Pratheeksha and Sanjeevania: Pratheeksha is a range of inclusive activities with the siblings of the students. The volunteers interact with family members in an effort to help them navigate those aspects of learning and therapy that might be difficult to understand. Through Sanjeevani, the organisation focuses on the elderly in the homes of their students and offering them support and help.
HANDS ON: They organise a number of activities and events
#MeTheChange: A civic awareness initiative set up up by H2O has temporarily gone online due to COVID-19. The idea was to build a community of volunteers in schools across the state. Through civic clubs set up in the schools, they create a management team with board members, therapists and volunteers. Through the civic education programmes organised, students are taught democratic values and the importance of experiential learning.
The organisation has tied up with the Children’s Movement for Civic Awareness, a Bengaluru-based NGO to research and learn more about the same. The idea is to build a community from the public schools. The subjects that are discussed and taught include values that are necessary for an individual, at home, for society and on a number of social subjects such as music, theatre, gender, the environment, etc. As a part of the campaign, H2O is working with over 4000 children in Idukki.

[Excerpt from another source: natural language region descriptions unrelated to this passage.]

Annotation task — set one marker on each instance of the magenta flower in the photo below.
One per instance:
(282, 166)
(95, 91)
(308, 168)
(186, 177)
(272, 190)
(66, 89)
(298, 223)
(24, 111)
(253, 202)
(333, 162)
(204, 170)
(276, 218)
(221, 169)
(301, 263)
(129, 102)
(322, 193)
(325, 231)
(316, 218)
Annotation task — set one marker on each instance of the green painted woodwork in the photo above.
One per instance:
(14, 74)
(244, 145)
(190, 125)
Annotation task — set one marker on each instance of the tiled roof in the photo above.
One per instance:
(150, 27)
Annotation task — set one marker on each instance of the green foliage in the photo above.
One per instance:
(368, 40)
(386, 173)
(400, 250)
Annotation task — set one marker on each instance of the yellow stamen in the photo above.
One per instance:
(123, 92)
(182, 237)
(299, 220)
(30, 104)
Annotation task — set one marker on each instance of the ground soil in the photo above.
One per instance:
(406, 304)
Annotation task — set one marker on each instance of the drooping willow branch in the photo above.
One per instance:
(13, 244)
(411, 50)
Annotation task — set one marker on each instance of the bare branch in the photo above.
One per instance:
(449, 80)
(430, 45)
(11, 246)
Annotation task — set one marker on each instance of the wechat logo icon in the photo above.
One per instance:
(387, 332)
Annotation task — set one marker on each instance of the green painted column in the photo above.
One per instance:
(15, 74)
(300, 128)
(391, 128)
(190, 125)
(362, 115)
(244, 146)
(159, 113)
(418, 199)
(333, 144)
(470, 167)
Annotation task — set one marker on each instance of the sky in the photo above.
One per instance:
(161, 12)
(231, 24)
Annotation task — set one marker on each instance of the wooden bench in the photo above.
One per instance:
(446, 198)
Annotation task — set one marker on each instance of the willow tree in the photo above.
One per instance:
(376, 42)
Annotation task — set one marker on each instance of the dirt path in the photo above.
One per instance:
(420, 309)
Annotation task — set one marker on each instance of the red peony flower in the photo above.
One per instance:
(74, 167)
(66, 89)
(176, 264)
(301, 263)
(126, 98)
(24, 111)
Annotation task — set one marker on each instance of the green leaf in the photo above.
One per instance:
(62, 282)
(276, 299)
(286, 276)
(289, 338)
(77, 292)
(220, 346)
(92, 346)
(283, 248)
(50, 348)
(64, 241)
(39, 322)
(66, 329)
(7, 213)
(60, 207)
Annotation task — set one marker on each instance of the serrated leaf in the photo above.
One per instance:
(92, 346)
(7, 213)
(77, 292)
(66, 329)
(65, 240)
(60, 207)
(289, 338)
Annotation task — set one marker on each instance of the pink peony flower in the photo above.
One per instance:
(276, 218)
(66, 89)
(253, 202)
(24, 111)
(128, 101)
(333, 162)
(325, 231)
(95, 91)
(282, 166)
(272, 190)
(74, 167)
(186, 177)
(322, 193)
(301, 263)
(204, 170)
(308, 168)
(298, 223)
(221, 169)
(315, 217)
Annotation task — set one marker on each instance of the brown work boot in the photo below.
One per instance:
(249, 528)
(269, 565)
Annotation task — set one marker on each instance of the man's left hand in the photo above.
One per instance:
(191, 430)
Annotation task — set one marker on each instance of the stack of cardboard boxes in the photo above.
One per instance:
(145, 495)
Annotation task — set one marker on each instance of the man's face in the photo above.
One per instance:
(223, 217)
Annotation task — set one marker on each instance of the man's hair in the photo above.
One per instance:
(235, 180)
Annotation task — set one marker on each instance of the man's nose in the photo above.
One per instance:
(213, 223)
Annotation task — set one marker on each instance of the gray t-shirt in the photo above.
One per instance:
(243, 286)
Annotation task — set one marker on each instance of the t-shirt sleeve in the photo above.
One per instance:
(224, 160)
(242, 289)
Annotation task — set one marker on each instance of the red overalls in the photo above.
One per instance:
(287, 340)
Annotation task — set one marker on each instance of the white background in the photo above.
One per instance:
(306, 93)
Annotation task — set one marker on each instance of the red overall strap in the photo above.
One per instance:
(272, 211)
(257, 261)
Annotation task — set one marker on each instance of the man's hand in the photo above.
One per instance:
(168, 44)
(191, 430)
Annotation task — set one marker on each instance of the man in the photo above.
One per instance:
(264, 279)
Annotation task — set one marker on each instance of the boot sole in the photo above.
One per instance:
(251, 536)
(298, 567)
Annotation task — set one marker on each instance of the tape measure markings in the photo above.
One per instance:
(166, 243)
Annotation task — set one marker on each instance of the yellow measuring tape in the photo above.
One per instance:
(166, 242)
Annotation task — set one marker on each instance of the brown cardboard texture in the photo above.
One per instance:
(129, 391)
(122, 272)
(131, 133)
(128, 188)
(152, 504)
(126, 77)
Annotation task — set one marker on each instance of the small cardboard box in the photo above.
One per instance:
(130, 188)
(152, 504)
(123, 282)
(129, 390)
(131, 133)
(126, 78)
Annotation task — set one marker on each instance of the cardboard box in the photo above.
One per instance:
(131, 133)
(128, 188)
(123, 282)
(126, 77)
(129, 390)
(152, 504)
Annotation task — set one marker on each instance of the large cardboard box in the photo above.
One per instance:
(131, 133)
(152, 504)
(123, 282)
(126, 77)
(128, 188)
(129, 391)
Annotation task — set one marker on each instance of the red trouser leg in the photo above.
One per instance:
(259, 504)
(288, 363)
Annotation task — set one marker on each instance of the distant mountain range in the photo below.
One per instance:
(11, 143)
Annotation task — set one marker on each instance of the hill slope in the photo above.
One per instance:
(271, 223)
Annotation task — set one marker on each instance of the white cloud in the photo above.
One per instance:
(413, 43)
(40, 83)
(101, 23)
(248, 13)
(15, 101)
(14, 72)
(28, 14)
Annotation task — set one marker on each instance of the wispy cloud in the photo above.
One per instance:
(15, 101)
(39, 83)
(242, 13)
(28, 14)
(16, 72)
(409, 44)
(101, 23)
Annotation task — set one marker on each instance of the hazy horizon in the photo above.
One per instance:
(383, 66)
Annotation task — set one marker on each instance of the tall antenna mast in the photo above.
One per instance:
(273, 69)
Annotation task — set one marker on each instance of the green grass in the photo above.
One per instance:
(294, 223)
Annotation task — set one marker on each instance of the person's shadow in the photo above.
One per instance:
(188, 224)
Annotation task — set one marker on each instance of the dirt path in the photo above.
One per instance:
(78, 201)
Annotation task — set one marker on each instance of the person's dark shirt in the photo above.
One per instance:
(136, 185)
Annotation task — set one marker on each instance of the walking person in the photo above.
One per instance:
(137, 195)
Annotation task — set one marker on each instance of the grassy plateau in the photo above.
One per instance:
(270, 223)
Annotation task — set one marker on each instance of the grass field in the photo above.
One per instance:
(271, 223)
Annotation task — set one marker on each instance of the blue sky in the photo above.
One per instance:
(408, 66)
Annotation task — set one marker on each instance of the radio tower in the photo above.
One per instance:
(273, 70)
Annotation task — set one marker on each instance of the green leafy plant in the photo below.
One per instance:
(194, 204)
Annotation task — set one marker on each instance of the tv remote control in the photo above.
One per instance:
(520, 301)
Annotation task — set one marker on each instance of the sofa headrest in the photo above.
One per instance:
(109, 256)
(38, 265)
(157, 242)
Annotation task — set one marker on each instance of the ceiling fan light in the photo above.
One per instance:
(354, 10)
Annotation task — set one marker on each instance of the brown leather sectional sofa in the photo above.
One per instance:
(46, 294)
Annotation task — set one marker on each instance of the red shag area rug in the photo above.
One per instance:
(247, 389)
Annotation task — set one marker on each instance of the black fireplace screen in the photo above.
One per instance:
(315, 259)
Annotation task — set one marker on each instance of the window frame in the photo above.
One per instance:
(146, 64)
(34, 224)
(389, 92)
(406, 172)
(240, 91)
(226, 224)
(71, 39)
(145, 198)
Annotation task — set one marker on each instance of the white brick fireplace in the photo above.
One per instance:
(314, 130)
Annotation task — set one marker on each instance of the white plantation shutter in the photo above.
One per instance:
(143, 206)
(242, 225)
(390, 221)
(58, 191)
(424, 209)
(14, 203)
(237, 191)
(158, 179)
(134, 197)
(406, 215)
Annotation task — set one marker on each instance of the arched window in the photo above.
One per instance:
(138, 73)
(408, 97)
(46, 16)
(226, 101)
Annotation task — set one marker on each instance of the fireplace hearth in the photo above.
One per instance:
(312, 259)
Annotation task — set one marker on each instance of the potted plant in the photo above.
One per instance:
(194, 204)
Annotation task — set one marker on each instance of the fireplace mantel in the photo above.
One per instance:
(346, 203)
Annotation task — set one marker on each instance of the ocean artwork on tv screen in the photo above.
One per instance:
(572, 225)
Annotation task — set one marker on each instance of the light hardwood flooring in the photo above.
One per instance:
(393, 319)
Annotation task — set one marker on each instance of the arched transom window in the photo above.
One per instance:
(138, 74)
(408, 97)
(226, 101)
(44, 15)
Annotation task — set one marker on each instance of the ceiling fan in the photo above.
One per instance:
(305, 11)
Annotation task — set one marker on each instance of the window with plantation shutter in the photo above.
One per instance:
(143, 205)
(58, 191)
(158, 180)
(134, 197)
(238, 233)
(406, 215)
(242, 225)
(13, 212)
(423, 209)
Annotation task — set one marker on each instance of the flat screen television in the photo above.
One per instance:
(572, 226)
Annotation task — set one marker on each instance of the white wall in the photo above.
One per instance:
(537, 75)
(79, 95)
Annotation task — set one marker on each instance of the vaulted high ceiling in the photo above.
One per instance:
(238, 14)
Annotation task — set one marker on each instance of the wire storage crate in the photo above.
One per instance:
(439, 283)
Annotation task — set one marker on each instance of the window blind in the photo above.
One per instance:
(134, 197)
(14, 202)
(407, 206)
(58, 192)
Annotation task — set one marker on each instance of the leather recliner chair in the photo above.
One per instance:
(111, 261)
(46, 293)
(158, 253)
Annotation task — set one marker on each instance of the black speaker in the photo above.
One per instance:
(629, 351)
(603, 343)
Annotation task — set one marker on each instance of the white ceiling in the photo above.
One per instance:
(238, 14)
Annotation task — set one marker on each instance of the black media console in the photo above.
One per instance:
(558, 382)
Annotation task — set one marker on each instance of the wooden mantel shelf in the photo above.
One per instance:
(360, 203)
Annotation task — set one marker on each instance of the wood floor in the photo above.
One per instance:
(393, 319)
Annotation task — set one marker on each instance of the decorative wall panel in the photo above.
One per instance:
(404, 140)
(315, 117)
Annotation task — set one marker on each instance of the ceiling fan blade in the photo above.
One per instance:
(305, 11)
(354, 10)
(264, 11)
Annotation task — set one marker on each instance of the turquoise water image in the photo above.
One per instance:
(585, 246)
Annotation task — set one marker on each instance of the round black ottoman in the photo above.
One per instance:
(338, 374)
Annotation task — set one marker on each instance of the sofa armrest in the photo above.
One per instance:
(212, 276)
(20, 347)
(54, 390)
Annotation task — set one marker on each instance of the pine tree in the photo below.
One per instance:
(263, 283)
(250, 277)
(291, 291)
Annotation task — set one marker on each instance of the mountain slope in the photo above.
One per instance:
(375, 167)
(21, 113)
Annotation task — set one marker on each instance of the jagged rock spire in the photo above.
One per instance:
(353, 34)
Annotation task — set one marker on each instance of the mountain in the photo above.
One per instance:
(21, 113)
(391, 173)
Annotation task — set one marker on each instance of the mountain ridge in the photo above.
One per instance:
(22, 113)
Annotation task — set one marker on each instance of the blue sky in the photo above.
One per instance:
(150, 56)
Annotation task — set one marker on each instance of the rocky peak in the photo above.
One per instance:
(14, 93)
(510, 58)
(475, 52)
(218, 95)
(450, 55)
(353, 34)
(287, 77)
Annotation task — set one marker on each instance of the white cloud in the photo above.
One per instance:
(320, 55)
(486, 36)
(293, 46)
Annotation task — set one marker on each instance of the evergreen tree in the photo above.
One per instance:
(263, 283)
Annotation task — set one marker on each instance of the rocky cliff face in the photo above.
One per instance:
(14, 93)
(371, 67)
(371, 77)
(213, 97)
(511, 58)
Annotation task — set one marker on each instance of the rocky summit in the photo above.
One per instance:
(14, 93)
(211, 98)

STORM EYES: In 2018, they supported those affected by the Kerala floods
All eyes ahead
“There is a lack of statistical understanding in this field, especially with Autism,” begins Jolly, about her biggest fear about the future. “Considering the grassroots levels, data is barely available. The state government has done surveys but they are not accessible to the general public. In india in general, there is no state and district-wise understanding about the status of special needs children and what we must do for them.”
She also warns about the direction in which research has been moving. “Autism itself is being dealt with in a westernised way. Everything from therapy to opinions are borrowed from a completely different environment and we have no guarantee about how effective it will be on children.”
LEARNING CURVE: The Pratheeksha programme encourages students to interact
But she’s hopeful about ordinary people and their growing sense of understanding. Over the years, H2O has shifted focus in trying to teach their children daily living skills and being independent. In a few years, they hope that their students will claim public spaces as their own. An effort is underway to ensure that all public spaces from buses to beaches are made disabled friendly with relentless letters to MPs and other representatives.
Each year, the team conducts a kite festival on a beach in Trivandrum where the children and their families come with giant, handcrafted kites and let them loose in the sky. Jolly likens her students to the same. "A kite flies most freely when you ease its strings a little bit. It's the same with these children. You have to let them find their own way into the sky."